The solution goes beyond the current set of deep linking technologies, which only work successfully when users have the app already installed; with Branch Metrics’ solution, it’s able to direct users to the right place within an app even if the app was not installed when the link was first clicked.

App developers and marketers will quickly understand the benefit to the technology Branch Metrics has developed – and so did investors, it seems – the company ended up having their pick of VCs to work with, and chose NEA after getting a term sheet in just three days.

Others participating in the funding include Mar Hershenson (Pejman Mar Ventures), Ben Narasin (TriplePoint Capital), and other angels. NEA’s Scott Sandell and Forest Baskett will be working with Branch Metrics going forward, as will Hershenson.

From Photo Books To Deep Links

Branch Metrics originally begin its life as Kindred Prints, an app that allows you to print and ship custom photo books from your phone.

Founded by three Stanford grad students Alex Austin, Mike Molinet, and Mada Seghete in June 2013, the app was fairly popular – Apple ended up featuring it in the App Store several times, in fact. But the team kept encountering problems that prevented it from growing further, explains Austin, CEO at Branch Metrics.

“There were a couple of things that were completely broken with the mobile ecosystem,” he says. “Sharing and referrals were the two pieces we struggled with.”

team

Austin explains that, as a mobile-first company, Kindred wanted to create a URL that users could share with others or reference later which would point to the content they created with the Kindred Prints app.

On mobile, that doesn’t actually work, he says. Developers could either build out a web app to complement their mobile software and point users there when clicked, or they could use traditional deep link technology to point to a specific page within the app.

Today’s smart deep links can detect what device you’re using (desktop or mobile), or whether you have the app installed on your phone, in order to direct you appropriately.

But the problem is that mobile deep links only really work if the other user already has the app installed on their phone, too. If they don’t, deep links just direct the person who clicked the link to download the app from the App Store or Google Play. Unfortunately, once they do, the context of what they intended to view gets lost. A user may have shared “view my photobook!,” but after their friends install the app and launch it, they end up just staring at a sign-up screen. Even if they get through the sign-up process, they have to go seek out the shared content anew.

Branch Metrics changes that.

HowItWorks

How Branch Metrics’ Links Work

“The fact that we couldn’t link to content inside of our app without building a whole website infrastructure was just mind-blowing,” says Austin.

That’s how the team came up with the idea to make a more intelligent deep link, which keeps users flowing through apps in a way that’s similar to how the web works, rather than the isolated, siloed software that mobile apps – until recently – had become.
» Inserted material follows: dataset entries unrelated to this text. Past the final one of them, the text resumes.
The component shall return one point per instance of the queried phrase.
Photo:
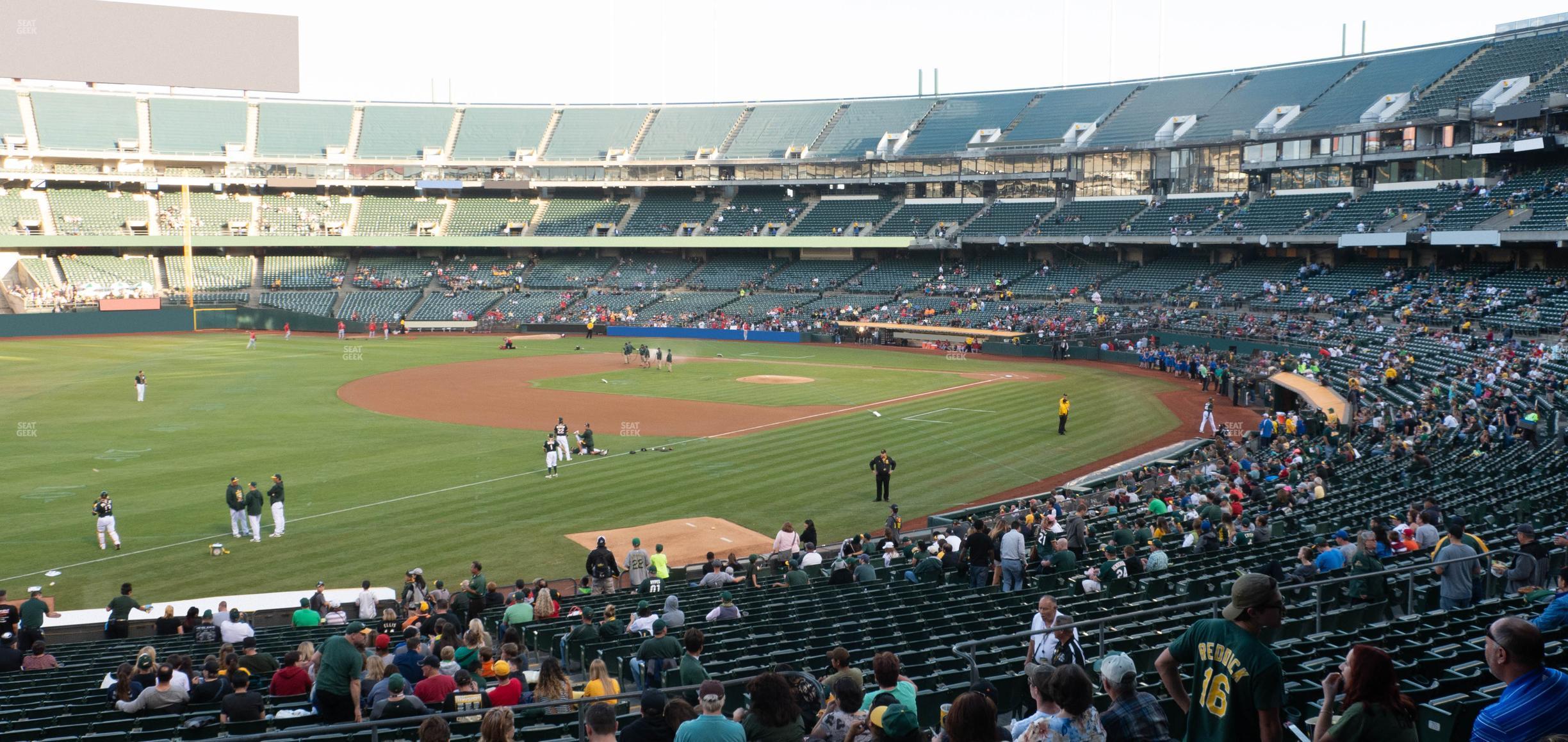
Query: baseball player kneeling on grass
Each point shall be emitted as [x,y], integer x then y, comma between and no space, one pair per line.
[560,438]
[104,509]
[551,456]
[585,443]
With advances in deep linking from all major tech players, including Apple, Google, Facebook and Twitter, apps are opening up to allow more interoperability. Google users can click links from mobile searches that open apps on their phone, and Apple users can move in between apps through deep links and iOS 8’s extensions.

And now with Branch Metrics, when a user who doesn’t have an app installed clicks on a shared link, they can download the app from Google Play or the Apple App Store, depending on their device, then launch the app and be immediately directed to the appropriate content.

To make this magic happen, Branch Metrics is combining the more traditional deep linking technology with the matching or “fingerprinting” tech that’s used by those in the paid app install business. (These companies help developers track who installed an app from which link, by passing unique information about the device, collect via the browser.)

Shared Links, Referrals And More

This combination doesn’t only impact the now awkward process of inviting a friend to view some content you created or shared within an app – handled today by spamming your friends with links via email or SMS, begging them to download the app in question. It also means Branch Metrics can help developers establish referral systems on mobile where users get custom URLs permanently associated with their account (as opposed to clunky ‘invite’ codes entered in at checkout, as in Uber, for example).

What’s more, developers can now even create custom onboarding flows for users, where friends could see personalized messages that indicate who invited them, while also offering them discounts or credits. (See below).

Screen Shot 2014-09-22 at 2.33.00 PM

And app publishers can send their current users directly to content that exists behind a login screen via Branch Metrics’ “log-in links,” which automatically login a “fingerprinted” mobile user without pausing for the sign-in process.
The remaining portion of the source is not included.